The Banner has a subscription to republish articles from Religion News Service. This story by Adelle M. Banks was published on religionnews.com March 3, 2023. It has been lightly edited for The Banner audience.
Does a 2020 rule from the previous U.S. administration protect religious belief of students at public colleges and universities or cause discrimination against some attending them?
The current administration’s Education Department has recommended rescinding a portion of the “Free Inquiry Rule” related to that religious freedom debate within institutions of higher education.
“The Department proposes to rescind the regulations because they are not necessary to protect the First Amendment right to free speech and free exercise of religion; have created confusion among institutions; and prescribe an unduly burdensome role for the Department to investigate allegations regarding (institutions of higher education)’s treatment of religious student organizations,” it said in an announcement last month (February).
The Education Department wants to remove portions of the rule about public student religious organizations at some colleges and universities that call for the department to enforce grant conditions related to adherence to First Amendment principles by those groups if they receive a grant from the department or a state-related program.
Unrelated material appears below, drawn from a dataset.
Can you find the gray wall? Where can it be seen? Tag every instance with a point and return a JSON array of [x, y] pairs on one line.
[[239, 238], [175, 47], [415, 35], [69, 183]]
The department said it has heard concerns from faith-based and civil rights organizations worried that aspects of the rule could allow discrimination against “vulnerable and marginalized students,” including LGBTQ students, while other faith groups argue those parts of the rule “ensure religious students feel welcome on public college campuses.”
With a deadline of March 24 to respond to the proposal, some organizations and hundreds of individuals have already stated their approval or criticism of the department’s plans.
Rescinding the rule “means students won’t be forced to subsidize clubs that discriminate against them,” said Rachel Laser, president and CEO of Americans United for Separation of Church and State, in a statement. “It also means colleges won’t be forced to choose between protecting students and losing federal funding, or allowing discrimination against students in order to keep federal financial assistance.”
Her organization has expressed concern that the rule will harm students who are LGBTQ or who are nonreligious or are religious minorities.
When Americans United filed a suit in 2021 on behalf of the Secular Student Alliance against the rule enacted the previous year, it said: “The rule gives religious student clubs the absolute right to use religion to discriminate while still receiving official university recognition and funding.”
The organization agreed to temporarily pause its litigation after the Biden administration announced in August that it intended to remove the portions of the rule that the church-state separation group had challenged.
Joe Cohn, legislative and policy director of the Foundation for Individual Rights and Expression, told Religion News Service his organization plans to submit a formal comment supporting the existing rule.
Cohn, whose organization aims to protect free speech on campuses, said in an email that the rule “helps ensure that institutions don’t prohibit belief based student organizations from requiring their leaders to share the organization’s beliefs. We do not agree with critics of the rule who allege that it invites discrimination against LGBTQ students or that it is overly confusing.”
Charles Haynes, senior fellow for religious liberty for the Freedom Forum, said the rule emanates from a history that includes a 2010 Supreme Court decision, Christian Legal Society v. Martinez, where the justices ruled 5-4 that a Christian student group could only be recognized at a public law school if it accepted non-Christians and gays as potential leaders. It upheld the “all-comers policy” at the University of California’s Hastings College of Law, which, Haynes said, left some religious organizations with a dilemma.
“They either compromise their faith by permitting any student to be eligible for leadership, which, of course, includes leading worship, Scripture study,” he said, “or following their religious convictions, and then they might lose the benefits of being recognized as a student club.”
He added: “It goes back to this thing we’ve been doing now for a very long time: religious liberty claims on one hand and nondiscrimination for LGBTQ people on the other hand.”
Asked if any institution had lost any grant funding as a result of the rule, an Education Department spokesperson said, at the time of the Feb. 21 rule change announcement, it “has not received any complaints regarding alleged violations” of the sections it wants to expunge.
A department spokesperson said all of the more than 600 comments that had been received as of March 3 will be reviewed before a final rule is issued.
The Education Department noted in its announcement about its proposed change in the rule that courts have generally resolved disputes about these “complex matters,” and taking on their enforcement would be “overly burdensome” for the department.
Bill Donohue, president of the Catholic League for Religious and Civil Rights, disagreed.
“It was precisely because the religious rights of students were not protected on campus that the previous administration was beckoned to act,” Donohue said in a statement. “Moreover, it is risible for an administration that is regulation-happy to start worrying about rules that are ‘unduly burdensome.’”
David Calloway, the religious freedom specialist at the Freedom Forum, told RNS that, beyond the current debate, religious liberty, along with other First Amendment rights, should be a given on campus.
“It’s important to note that these institutions, public universities and colleges, are required to uphold the First Amendment regardless of whether this rule is in place.”